There is no form, no flow. It seems to have been arranged in a rough chronological fashion but it meanders in terms of subject and focus.

The verdicts on the top players are sound but hardly surprising and one longs for McEnroe to open up more on the experience of hitting with Rafa Nadal or his satisfaction in coaching Milos Raonic.

Crucially, the subject of life after tennis lacks any cohesion and often descends into anecdotes so stultifying they would get him barred from the snug in a village pub. Paul Simon gives him a guitar, Chrissie Hynde invites him on stage, Keith Richards asks him about tennis. These are sentences rather than topics for further elucidation. The dearth of originality is summed up when McEnroe opines: “They are very different disciplines – rock 'n' roll and sport.”

This line could form the opening of This is Spinal Tap: Wimbledon but irritation gives way to something stronger when other subjects are addressed and dismissed carelessly, superficially.

This is particularly galling given the range and depth of possible material. McEnroe is a serious art dealer. One can smile at his self-deprecation in turning down the chance to buy a Jean-Michel Basquiat for $9000 only to cringe when it is valued at millions some time later. But his love of art is never fully explained in the book and his undoubted astuteness in the market and in matters of taste are never fully developed.

Similarly, McEnroe’s singular character remains largely unexplored. There are testimonies from his wife and daughter but the legend remains obscured in a mist of half-formed thoughts and deft evasions. There is a sense that McEnroe wants much to remain private, particularly as regards to a son with drug issues. This is understandable but accepting a commission to write an autobiography surely carries responsibilities of disclosure and frankness.

Or perhaps not. Top athletes have become accustomed to doing it their way or not at all. McEnroe has trousered a large advance and is doing press interviews to support the project. These, generally, are more spiky, informative and entertaining than the book they seek to promote.

Those of us who like and admire McEnroe are left to scour the book for the merest glimpse at the interior life of the great man. He emerges as a loving but disciplined father, a wary and bruised son, and an athlete who has retained his competitive edge. The last run through the book like a sedative through the veins.

McEnroe details encounters on the post-great tour with fortysomethings or fiftysomethings such as Ivan Lendl or Bjorn Borg. Borg, he muses, doesn’t seem to care whether he wins or loses. There is no reflection on whether the Swede might be correct in this stance. There is no thought that perhaps the serious tennis for Borg was in the 1970s and early 1980s when he was winning 11 grand slam tournaments and that playing McEnroe in a sports hall in Nowheresville, Illinois, might be a matter of fun rather than desperate trial.

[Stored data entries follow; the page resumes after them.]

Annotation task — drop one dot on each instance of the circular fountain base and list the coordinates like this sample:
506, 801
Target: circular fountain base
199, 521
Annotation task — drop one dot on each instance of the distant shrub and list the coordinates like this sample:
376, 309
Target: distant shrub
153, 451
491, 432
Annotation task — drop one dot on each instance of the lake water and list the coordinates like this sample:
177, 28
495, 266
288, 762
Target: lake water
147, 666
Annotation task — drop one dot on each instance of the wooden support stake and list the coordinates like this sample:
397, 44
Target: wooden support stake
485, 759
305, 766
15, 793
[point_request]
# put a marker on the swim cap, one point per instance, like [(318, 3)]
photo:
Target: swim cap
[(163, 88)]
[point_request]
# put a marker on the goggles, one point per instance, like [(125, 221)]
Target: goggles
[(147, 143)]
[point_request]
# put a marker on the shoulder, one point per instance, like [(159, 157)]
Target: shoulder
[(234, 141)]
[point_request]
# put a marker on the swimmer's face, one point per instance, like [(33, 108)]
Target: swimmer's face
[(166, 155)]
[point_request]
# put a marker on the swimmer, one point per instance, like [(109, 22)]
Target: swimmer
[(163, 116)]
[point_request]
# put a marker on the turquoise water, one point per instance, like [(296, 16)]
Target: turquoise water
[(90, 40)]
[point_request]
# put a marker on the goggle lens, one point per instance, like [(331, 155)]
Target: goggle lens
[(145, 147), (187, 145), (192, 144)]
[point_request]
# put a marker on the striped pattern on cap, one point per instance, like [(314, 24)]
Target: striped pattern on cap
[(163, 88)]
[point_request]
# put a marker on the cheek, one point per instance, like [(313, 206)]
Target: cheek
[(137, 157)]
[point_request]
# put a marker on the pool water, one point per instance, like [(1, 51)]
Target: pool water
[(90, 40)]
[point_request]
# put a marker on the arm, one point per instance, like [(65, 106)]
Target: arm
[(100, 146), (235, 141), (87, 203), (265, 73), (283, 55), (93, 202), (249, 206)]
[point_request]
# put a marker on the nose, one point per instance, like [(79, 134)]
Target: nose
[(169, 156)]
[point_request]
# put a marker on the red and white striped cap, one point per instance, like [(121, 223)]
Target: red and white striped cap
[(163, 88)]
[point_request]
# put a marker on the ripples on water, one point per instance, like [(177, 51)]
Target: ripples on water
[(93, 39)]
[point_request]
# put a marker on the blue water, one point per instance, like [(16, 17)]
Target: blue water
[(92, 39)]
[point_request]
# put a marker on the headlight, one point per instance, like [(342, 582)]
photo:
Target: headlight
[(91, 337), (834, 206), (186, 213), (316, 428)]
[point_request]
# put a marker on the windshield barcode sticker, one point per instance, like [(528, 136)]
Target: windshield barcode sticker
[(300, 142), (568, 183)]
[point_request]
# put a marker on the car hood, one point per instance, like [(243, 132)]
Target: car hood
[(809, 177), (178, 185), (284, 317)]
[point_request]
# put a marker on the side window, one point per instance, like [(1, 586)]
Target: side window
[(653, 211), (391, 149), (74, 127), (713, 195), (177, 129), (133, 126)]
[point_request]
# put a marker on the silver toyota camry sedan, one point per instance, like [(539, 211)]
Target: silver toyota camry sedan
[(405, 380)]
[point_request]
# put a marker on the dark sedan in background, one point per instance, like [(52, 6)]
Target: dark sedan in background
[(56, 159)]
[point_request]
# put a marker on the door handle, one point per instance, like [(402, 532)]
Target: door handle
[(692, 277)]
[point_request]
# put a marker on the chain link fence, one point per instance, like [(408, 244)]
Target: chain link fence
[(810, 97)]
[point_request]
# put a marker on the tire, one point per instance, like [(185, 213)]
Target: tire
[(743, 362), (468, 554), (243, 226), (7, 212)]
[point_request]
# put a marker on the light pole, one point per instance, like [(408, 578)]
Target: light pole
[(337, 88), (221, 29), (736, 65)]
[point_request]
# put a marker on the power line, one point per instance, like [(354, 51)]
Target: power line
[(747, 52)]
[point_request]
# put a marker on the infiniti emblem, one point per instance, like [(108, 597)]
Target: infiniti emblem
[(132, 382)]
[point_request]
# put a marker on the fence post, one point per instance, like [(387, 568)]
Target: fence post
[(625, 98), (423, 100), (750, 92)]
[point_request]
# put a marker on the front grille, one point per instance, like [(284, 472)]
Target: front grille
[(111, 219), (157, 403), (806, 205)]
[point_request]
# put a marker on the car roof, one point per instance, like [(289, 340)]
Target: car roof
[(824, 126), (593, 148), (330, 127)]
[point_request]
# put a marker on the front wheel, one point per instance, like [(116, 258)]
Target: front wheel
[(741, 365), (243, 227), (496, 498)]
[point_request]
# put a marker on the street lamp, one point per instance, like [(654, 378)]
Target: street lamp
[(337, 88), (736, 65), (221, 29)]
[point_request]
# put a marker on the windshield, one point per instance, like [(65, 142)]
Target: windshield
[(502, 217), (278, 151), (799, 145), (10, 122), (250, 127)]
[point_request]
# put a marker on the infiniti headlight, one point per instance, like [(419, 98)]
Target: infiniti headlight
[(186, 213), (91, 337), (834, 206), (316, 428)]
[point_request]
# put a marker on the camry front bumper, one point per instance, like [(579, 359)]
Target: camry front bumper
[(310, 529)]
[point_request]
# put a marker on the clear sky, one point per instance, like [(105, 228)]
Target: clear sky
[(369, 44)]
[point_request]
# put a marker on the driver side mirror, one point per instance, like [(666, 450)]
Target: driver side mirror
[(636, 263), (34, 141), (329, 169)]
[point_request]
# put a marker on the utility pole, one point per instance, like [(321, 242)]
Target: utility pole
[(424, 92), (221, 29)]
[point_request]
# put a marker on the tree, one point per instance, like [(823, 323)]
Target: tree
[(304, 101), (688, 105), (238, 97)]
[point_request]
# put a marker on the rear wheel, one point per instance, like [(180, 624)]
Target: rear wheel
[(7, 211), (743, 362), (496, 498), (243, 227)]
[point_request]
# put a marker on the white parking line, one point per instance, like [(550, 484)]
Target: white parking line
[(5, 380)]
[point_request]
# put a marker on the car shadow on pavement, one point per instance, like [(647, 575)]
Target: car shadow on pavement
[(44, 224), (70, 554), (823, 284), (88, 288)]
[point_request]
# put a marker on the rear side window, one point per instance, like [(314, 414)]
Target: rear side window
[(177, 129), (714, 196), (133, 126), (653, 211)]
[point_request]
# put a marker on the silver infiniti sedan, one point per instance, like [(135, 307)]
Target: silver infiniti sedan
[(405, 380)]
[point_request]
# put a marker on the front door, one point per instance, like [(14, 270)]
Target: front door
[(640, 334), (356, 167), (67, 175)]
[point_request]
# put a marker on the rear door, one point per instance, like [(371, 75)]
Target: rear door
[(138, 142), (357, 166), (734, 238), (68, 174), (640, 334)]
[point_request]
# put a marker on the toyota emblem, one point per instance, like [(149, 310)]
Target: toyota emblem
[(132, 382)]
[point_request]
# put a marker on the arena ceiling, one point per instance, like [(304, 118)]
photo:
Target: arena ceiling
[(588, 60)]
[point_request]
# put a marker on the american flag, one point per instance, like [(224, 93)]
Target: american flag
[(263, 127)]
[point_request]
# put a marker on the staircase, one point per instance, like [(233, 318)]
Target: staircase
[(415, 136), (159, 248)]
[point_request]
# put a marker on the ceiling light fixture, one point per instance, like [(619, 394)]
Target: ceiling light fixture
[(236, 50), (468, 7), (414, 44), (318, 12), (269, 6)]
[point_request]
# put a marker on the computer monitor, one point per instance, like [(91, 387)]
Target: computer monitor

This lack of self-awareness is a human trait not restricted to former great tennis players but there are moments when one gasps at McEnroe’s absorption in McEnroe. Once the co-host of his talk show cancelled late. McEnroe aimed barbs at him on air the next day over missing the show and was miffed at his co-host’s surliness.

McEnroe notes the absence was caused by “an unexpected death or something”. What? He did not know the severity of the event that caused his co-host to call off? Was the “unexpected death” that of a mother or a hamster? Was the “or something” a sudden illness or a stubbed toe or a foiled abduction attempt by an alien?

We will never know. If John asked, he didn’t care enough about the answer to remember. That lack of care, that absence of effort taints But Seriously. This is all not quite the pits but it is a pity.